Selon Olli Kangas, cité par le site d’information américain FastCoexist.com, remplacer l’ensemble des prestations sociales par un revenu de base aurait un triple intérêt : adapter le système d’aides sociales à l’évolution du marché du travail, où le statut de salarié à plein temps pour une seule et même entreprise tendrait à disparaître ; inciter les demandeurs d’emploi qui feraient preuve de manque de volonté à fournir davantage d’efforts dans leurs recherches, puisque le revenu de base serait inférieur aux allocations chômage ; et enfin réduire la bureaucratie – c’est-à-dire le nombre de fonctionnaires – en charge de la gestion de l’ensemble des aides sociales existantes, ce qui aurait pour effet, selon le directeur de recherche, d’engendrer des économies.

"Pour la première fois, on va avoir une expérimentation à une grande échelle, souligne Frédéric Lefebvre, qui reprend à son compte les arguments d’Olli Kangas. L’expérimentation au Canada ne portait que sur une seule ville. Là avec la Finlande, on est dans la logique d’un grand pays qui se trouve en grande difficulté économique et qui décide de faire un basculement complet de son système."

Le député des Français de l’étranger résidant en Amérique du Nord parviendra-t-il à convaincre la France qu’il est possible d’éliminer la pauvreté en faisant des économies ? L’adhésion du gouvernement de Manuel Valls, ne serait-ce que pour évaluer le coût et l’intérêt éventuel d’une telle mesure, est loin d’être acquise.
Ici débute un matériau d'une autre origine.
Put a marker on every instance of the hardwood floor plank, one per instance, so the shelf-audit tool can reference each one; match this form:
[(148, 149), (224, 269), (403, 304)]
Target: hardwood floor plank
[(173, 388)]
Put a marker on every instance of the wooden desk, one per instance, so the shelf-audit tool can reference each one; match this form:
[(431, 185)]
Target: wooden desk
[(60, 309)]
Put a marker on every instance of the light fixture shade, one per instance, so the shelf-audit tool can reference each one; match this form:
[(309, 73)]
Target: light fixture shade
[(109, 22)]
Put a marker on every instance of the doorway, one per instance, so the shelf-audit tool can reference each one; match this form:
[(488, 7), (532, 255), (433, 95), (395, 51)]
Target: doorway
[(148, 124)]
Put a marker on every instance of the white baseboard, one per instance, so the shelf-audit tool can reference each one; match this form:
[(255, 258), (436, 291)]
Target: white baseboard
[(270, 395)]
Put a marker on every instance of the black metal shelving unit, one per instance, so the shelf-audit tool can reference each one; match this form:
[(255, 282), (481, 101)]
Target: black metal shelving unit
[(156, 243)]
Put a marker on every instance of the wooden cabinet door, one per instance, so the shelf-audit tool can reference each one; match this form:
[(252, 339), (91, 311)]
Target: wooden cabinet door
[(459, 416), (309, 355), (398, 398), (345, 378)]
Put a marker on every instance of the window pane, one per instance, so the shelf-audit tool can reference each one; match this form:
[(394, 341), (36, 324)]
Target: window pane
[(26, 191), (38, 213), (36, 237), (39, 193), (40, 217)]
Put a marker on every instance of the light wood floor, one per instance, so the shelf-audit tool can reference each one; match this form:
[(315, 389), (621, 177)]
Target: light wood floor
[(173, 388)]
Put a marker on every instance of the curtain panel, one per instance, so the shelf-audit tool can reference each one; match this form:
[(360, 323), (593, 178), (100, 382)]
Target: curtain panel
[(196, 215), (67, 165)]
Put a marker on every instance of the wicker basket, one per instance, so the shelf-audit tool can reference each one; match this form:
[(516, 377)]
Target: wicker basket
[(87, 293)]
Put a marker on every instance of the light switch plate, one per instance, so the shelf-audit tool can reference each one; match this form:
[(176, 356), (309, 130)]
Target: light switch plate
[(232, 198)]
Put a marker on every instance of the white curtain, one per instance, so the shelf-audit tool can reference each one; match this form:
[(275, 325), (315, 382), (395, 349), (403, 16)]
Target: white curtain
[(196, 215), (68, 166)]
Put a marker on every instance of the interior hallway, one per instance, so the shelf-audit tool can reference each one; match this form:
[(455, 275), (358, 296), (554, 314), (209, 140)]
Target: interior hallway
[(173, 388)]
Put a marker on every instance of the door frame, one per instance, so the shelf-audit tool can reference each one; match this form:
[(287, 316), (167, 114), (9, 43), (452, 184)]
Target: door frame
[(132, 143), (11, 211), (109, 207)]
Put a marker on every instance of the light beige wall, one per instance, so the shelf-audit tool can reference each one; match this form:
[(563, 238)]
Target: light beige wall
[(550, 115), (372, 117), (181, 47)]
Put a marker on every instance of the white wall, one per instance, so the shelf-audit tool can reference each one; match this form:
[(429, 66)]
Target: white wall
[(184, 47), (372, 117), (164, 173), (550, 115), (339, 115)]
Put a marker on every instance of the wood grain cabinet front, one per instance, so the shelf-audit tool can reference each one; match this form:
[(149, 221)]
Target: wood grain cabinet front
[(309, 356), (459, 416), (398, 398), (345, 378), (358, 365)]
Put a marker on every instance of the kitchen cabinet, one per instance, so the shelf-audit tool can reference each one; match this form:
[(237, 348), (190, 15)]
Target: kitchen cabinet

Le 23 octobre 2015, Frédéric Lefebvre avait ainsi déposé un amendement au projet de loi de finances 2016 pour demander au gouvernement un rapport sur l’allocation universelle. Mais le secrétaire d’État au Budget, Christian Eckert, avait refusé d’accéder à sa demande.

Cet amendement avait par ailleurs été critiqué par le Mouvement français pour un revenu de base (MFRB) qui milite pour une telle allocation depuis 2012. Dans un communiqué daté du 12 novembre, le MFBR rappelait que la proposition de Frédéric Lefebvre visait à "remplacer l’ensemble des aides sociales, le système actuel du revenu de solidarité active, de la prime pour l’emploi, des aides au logement et des exonérations de cotisations patronales", ainsi que "l’ensemble des aides au logement, au chômage, aux études ou les pensions de retraite". Or, soulignait le MFBR, "avec un tel mécanisme, une grande partie des populations soutenues par les mécanismes actuels de protection sociale seraient perdantes".

Le député Les Républicains sait donc qu’il doit encore convaincre. "Je vais voir [le ministre de l’Économie] Emmanuel Macron la semaine prochaine au CES de Las Vegas [qui se tient du 6 au 9 janvier], j’en profiterai pour évoquer le sujet, annonce Frédéric Lefebvre à France 24. C’est quelqu’un qui a la capacité à se projeter vers un nouveau modèle. J’espère qu’on pourra mettre en place ce groupe de travail pour qu’on puisse enfin, parlementaires de gauche comme de droite, se mettre autour de la table de façon sérieuse et y réfléchir ensemble."